Tallon’s mother relished the violence, encouraged it even, filling the hall with bloodthirsty crowds.
Now, it was a place for a father to discipline an unruly son.
When I returned with the signed peace treaty, I hoped for an end to bloodshed. I had done my duty, seen too many soldiers die. The mockery of battle had no appeal anymore. I retired the royal combatants, sending them away, despite Tallon’s complaints.
I swung the sword in a wide arc, following through with a lunge. My right shoulder twinged, an old ache from when it had nearly been hacked off by a Velli warrior. I ignored the sharp reminder and fell into the flow of practice, each move as instinctive as breathing. The door slammed shut behind me, but I didn’t look up.
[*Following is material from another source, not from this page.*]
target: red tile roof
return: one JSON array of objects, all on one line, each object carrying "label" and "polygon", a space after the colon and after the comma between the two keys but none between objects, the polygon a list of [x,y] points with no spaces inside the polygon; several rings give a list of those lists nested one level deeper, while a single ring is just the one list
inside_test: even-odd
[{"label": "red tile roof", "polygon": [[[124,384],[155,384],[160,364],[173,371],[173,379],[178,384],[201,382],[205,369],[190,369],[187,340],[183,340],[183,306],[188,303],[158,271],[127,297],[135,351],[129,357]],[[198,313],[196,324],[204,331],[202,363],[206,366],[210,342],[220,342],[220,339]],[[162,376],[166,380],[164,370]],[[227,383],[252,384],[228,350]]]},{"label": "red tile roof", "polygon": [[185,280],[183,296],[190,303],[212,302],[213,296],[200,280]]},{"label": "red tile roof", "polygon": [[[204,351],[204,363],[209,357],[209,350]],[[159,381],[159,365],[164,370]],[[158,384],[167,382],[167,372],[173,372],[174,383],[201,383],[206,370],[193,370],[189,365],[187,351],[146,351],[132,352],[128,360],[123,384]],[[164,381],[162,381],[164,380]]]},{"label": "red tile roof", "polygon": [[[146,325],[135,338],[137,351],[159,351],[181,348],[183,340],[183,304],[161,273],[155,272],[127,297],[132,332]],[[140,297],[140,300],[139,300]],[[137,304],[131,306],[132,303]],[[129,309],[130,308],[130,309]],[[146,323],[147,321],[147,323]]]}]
The sun had passed its zenith. When I finished, I would take a reprieve—a cold bath, a necessary one, given the way the heat clung to my tunic, sticking to my chest and chafing my skin as it dragged across my back.
“You’ve brought this on yourself.” I grunted, the words slipping from my mouth as the steps neared. Soft footfalls, the kind that made me wonder if Tallon had opted for something less ostentatious today.
Without looking up, I thrust the sword into the sand and tugged at the hem of my tunic. Sun be cursed, I cared little for formality at the moment—no one else was here to witness my lapse.
Greaves coughed, or rather, choked, his gaze fixed somewhere behind me. I turned, barely restraining a flinch.
It wasn’t Tallon who entered.
Chapter Twelve
Nienna
The breeze grazed my parted lips—a whisper of coolness, or maybe just the sound of my own breath catching. Flames licked at my skin, spreading a warm blush over my cheeks and ears, staining them a vivid scarlet.
And yet, I could not tear my eyes from Kallias’ body.
Broad shoulders thick with solid, corded muscle, each line of his chest and capable arms stark under the midday light. His wrists were caught in his sleeves, drawing my gaze lower, where the taut ridges of his abdomen rose and fell with quiet power. A faint dusting of dark hair brushed across his skin, the trail disappearing into his trousers’ waistband.
He whipped the tunic back over his head in one fluid motion, the fabric whispering over his torso as he stretched and flexed. I snapped my mouth shut, caught between fleeing and pretending I hadn’t just ogled him like a stunned courtier.
The shirt fell past his navel; the hem skimming his hips, and some small part of me wanted to demand he take it right back off.
Those eyes locked onto mine, and I struggled to swallow around the dryness in my throat, forcing a smile. His brow furrowed, gaze flicking to my guards, then to me with the intensity of a hawk zeroing in. With a swift jerk, he tugged his sword from the sand and strode forward.
I pressed my damp palms against my skirts, moving closer to the iron fence—a slim barrier between me and the arena’s sandy drop. My mouth felt parched, and I traced my lips with my tongue, a small, nervous gesture that caught his eye.
“Good day.”
“Where is Tallon?”
Our voices overlapped, but his cut through, overpowering my cracked tone with ease.
I gripped the handrail to steady myself. “I was told he’d be here.” My eyes slid down, almost involuntarily, to where the linen clung to his bronzed skin, the fabric skimming each carved line of muscle—leaving little to the imagination. “Fyrn’sol told me he would be here.” The words tumbled out again, and I cursed my own repetition.
Think of Fyrn—clever, graceful Fyrn with her golden hair and eyes like a midsummer sky.
But my attention kept drifting to Kallias, to the way his presence seemed to fill every corner of the arena.
His sharp gaze pinned me, slicing through me as if he could hear my thoughts. My smile wavered, brittle under the intensity of his scrutiny. Those piercing eyes, dazzling yet shrewd, weighed each word I spoke, as if testing their truth. Heat prickled over my cheeks, deepening the flush that must have looked painfully incriminating.
Surely, he did not think I sought him out?
Not that I could complain, considering the state I found him in.
The arena’s entryway crashed open, and I gave Radaan’s gods a silent prayer of thanks as Tallon strode in.
“Father,” he drawled, fingers pushing back his dark hair.
Fyrn’sol beamed as she trailed him, her eyes flicking between me and Kallias. She rushed toward me as Tallon flashed a vicious grin, then altered his course to the arena’s stairs.